In fact, a Set is equivalent to a Map that only stores keys and does not store values. We often use a Set to remove duplicate elements.

Since the elements placed in a Set are similar to the keys in a Map, they must correctly implement the equals() and hashCode() methods; otherwise, the element cannot be correctly placed in the Set.

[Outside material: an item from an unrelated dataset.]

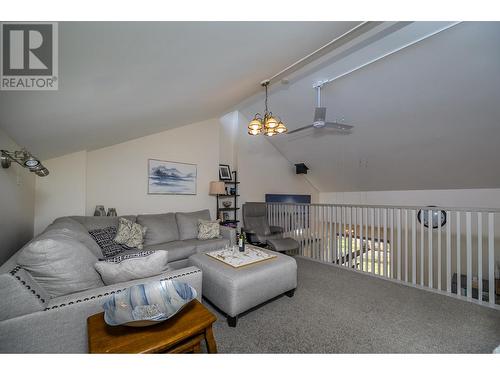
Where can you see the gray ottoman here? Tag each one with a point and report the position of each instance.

The most commonly used implementation class of Set is HashSet. In fact, HashSet is simply a straightforward wrapper around HashMap, and its core code is as follows:

java
public class HashSet<E> implements Set<E> {
    // Holds a HashMap:
    private HashMap<E, Object> map = new HashMap<>();

    // Value to put in HashMap:
    private static final Object PRESENT = new Object();

    public boolean add(E e) {
        return map.put(e, PRESENT) == null;
    }

    public boolean contains(Object o) {
        return map.containsKey(o);
    }

    public boolean remove(Object o) {
        return map.remove(o) == PRESENT;
    }
}

The Set interface does not guarantee order, whereas the SortedSet interface guarantees that elements are ordered:

  • HashSet is unordered because it implements the Set interface but does not implement the SortedSet interface.
  • TreeSet is ordered because it implements the SortedSet interface.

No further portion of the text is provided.